Alla prima udienza generale del nuovo anno, il Papa invita a non dimenticare il dramma dei rifugiati di religione musulmana che fuggono dal Myanmar e la cui sorte sembra essere sospesa costantemente in un limbo. “Siamo persone, non numeri”, avevano protestato l’estate scorsa in Sri Lanka. La manifestazione, davanti all’ufficio Onu di Colombo, si è ripetuta in questi giorni per il timore che le Nazioni Unite chiudano il presidio locale che li aiuta
Antonella Palermo – Città del Vaticano
Mostra ancora una volta di avere particolarmente a cuore la sorte del popolo Rohingya, Papa Francesco, il quale infatti è tornato anche stamani a ricordarlo, voce di gente che non trova un posto dove vivere stabilmente e senza tensione e di cui le cronache mediatiche internazionali parlano poco o per nulla.
La protesta dei Rohingya in Sri lanka
“E non dimentichiamo i nostri fratelli Rohingya che sono perseguitati”, ha detto il Pontefice dopo aver fatto appello alla pace nei luoghi infiammati dai conflitti.
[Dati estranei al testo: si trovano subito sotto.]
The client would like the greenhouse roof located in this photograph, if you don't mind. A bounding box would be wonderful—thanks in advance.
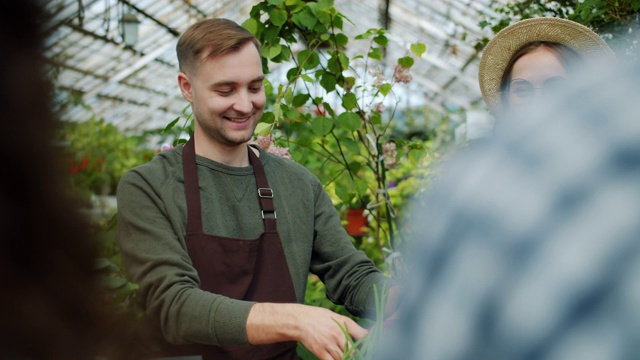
[45,0,504,130]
Il suo invito risuona peraltro all’indomani della protesta inscenata da un gruppo di rifugiati Rohingya che vivono in Sri Lanka. Ha avuto luogo ieri davanti all’ufficio dell’Agenzia delle Nazioni Unite per i rifugiati, convocata per il timore di perdere il sussidio di sussistenza una volta che questo ufficio nell’isola chiuderà, come da tempo paventato. I manifestanti vogliono anche essere reinsediati in un altro Paese, perché lo Sri Lanka non permette loro di vivere lì in modo permanente. Si ricorda che qui se ne sono insediati un centinaio, la maggior parte salvati in mare dalla Marina mentre cercava di raggiungere l’Indonesia dopo essere fuggita dal Myanmar per il Bangladesh.
Le condizioni nei campi del Bangladesh
Circa 740mila Rohingya sono stati reinsediati in Bangladesh dopo essere fuggiti dalle loro case in Myanmar per sfuggire a una brutale campagna di controinsurrezione delle forze di sicurezza. Quasi un milione sono le persone della minoranza musulmana del Myanmar costrette a vivere in campi di bambù e plastica nel distretto di confine di Cox’s Bazar. Ruki Fernando, attivista per i diritti nello Sri Lanka, ha dichiarato che i rifugiati ricevono un’indennità di base dalle Nazioni Unite e un’assistenza sanitaria limitata dal governo. Tuttavia, ai bambini rifugiati non viene garantita l’istruzione e agli adulti non è permesso lavorare. I profughi chiedono di essere aiutati a trovare una soluzione permanente in un altro Paese per “superare l’incertezza e che non renda noi e i nostri figli definitivamente apolidi”.
Il Pam aumenta la razione di cibo
L’Onu ha aumentato, intanto, a partire dal primo gennaio, la razione di cibo per ogni rifugiato Rohingya in Bangladesh di 2 dollari al mese, portandola a 10 dollari, ha dichiarato il Programma Alimentare Mondiale (PAM). L’anno scorso le Nazioni Unite avevano tagliato di un terzo gli aiuti alimentari ai rifugiati, portandoli a 8 dollari al mese, poiché avevano raccolto meno della metà degli 876 milioni di dollari necessari a sostenerli. “Il rapido deterioramento della situazione nutrizionale nei campi è estremamente preoccupante”, ha dichiarato Dom Scalpelli, direttore del PAM in Bangladesh. La malnutrizione qui, come documentato da un’indagine dello stesso PAM, ha superato la soglia di emergenza del 15%, secondo la classificazione di emergenza dell’Organizzazione Mondiale della Sanità.